Sunday, November 26, 2006

Judicial activism in the 19th century

In one of the Supreme Court's most notorious decisions, Chief Justice Roger B. Taney wrote the maority opinion that ruled that the laws of slave states applied to slave Dred Scott even after his master had moved him to a free state. As the WSJ wrote:
The opinion Taney wrote for the majority in Dred Scott not only guaranteed slaveholders' ability to move slavery into the territories but also tacked on the gratuitous announcement that blacks were incapable of rising to the level of citizenship and therefore had no rights, under the Constitution, that could be violated by enslavement.

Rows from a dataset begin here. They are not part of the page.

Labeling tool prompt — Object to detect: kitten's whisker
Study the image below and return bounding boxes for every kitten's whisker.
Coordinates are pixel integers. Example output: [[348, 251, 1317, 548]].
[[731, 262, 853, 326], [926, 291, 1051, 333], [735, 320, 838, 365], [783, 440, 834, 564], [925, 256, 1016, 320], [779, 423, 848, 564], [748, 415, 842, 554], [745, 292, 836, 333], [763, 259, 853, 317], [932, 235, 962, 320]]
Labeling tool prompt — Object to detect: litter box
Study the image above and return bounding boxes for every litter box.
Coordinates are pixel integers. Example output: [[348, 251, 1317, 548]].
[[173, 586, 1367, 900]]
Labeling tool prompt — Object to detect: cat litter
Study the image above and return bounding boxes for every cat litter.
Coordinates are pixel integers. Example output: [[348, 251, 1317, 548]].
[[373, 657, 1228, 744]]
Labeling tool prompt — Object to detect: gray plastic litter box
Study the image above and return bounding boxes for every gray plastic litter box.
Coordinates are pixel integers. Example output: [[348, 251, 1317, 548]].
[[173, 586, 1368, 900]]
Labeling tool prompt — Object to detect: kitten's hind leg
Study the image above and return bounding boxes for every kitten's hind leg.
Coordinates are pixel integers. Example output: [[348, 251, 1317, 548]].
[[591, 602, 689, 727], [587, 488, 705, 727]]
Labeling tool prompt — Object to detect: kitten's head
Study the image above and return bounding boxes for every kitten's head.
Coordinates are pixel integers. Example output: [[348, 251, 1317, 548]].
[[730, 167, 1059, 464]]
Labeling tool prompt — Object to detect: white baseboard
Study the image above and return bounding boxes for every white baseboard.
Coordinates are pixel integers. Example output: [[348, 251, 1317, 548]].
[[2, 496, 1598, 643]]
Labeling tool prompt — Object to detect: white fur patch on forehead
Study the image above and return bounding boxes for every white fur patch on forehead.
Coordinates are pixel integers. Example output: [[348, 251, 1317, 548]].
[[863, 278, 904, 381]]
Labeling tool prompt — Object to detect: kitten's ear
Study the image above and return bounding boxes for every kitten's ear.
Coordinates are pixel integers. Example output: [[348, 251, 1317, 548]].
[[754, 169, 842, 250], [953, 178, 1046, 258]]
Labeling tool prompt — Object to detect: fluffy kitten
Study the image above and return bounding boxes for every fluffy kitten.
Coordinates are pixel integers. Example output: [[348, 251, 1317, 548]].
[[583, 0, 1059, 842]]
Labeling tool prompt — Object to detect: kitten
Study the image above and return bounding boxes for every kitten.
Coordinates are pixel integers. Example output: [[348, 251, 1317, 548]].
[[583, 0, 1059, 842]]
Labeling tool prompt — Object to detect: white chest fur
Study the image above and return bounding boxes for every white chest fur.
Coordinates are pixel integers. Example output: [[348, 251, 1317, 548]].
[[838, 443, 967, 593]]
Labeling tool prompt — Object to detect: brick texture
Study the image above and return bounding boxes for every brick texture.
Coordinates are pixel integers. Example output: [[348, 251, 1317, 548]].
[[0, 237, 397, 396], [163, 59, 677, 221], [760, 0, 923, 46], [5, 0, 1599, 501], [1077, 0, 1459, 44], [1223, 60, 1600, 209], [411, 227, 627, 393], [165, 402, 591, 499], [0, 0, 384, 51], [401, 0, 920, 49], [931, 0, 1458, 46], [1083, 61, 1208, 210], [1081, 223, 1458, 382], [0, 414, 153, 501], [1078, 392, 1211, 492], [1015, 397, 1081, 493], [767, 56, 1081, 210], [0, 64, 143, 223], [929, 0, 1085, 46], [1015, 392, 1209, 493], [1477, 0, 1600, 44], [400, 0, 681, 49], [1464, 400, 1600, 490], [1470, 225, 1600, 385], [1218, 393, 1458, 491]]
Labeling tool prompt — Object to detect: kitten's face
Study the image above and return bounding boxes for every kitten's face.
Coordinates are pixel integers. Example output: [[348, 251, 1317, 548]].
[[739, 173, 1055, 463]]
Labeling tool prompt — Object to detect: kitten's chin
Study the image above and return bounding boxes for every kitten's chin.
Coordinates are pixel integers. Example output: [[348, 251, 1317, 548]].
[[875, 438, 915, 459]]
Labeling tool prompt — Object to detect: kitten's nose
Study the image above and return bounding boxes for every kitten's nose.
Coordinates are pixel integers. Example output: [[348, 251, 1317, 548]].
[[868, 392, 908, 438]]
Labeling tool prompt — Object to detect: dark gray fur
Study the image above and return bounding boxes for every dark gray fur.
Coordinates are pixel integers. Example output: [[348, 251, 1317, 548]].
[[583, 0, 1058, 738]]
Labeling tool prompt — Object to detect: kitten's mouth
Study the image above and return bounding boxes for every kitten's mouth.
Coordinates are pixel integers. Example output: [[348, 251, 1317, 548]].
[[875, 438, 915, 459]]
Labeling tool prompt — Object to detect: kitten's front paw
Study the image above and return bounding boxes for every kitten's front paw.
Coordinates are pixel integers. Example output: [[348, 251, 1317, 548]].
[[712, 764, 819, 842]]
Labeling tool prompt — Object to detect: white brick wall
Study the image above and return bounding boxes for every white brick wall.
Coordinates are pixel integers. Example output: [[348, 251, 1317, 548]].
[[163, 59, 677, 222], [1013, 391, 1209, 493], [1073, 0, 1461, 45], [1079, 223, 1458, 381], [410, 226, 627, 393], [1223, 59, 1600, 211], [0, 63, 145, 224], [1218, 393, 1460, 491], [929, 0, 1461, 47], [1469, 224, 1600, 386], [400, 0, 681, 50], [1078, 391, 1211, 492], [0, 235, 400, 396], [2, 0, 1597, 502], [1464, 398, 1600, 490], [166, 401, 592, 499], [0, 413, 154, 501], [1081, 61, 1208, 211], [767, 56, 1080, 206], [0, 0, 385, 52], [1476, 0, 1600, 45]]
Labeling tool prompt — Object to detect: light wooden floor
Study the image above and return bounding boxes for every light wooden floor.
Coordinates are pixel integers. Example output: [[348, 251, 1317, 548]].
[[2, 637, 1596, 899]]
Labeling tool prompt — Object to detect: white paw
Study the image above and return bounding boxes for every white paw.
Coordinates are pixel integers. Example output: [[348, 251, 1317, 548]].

Nothing in the constitution supported Taney's conclusions: his decision was simply judicial activism. His activism came from the same source as today's activists. Taney was appointed to the Supreme Court by Andrew Jackson, the US president from the newly formed Democratic party. Only two justices dissented from the Dred Scott decision: Benjamin Robbins Curtis and John McLean. Curtis was was appointed to the Court by President Fillmore of the Whig party, which was, for a while, the main opposition to the Democrats. Originally a Jackson Democrat, McLean's strong opposition to slavery lead him eventually to join the Republican Party where he was twice a candidate for the Republican nomination for president.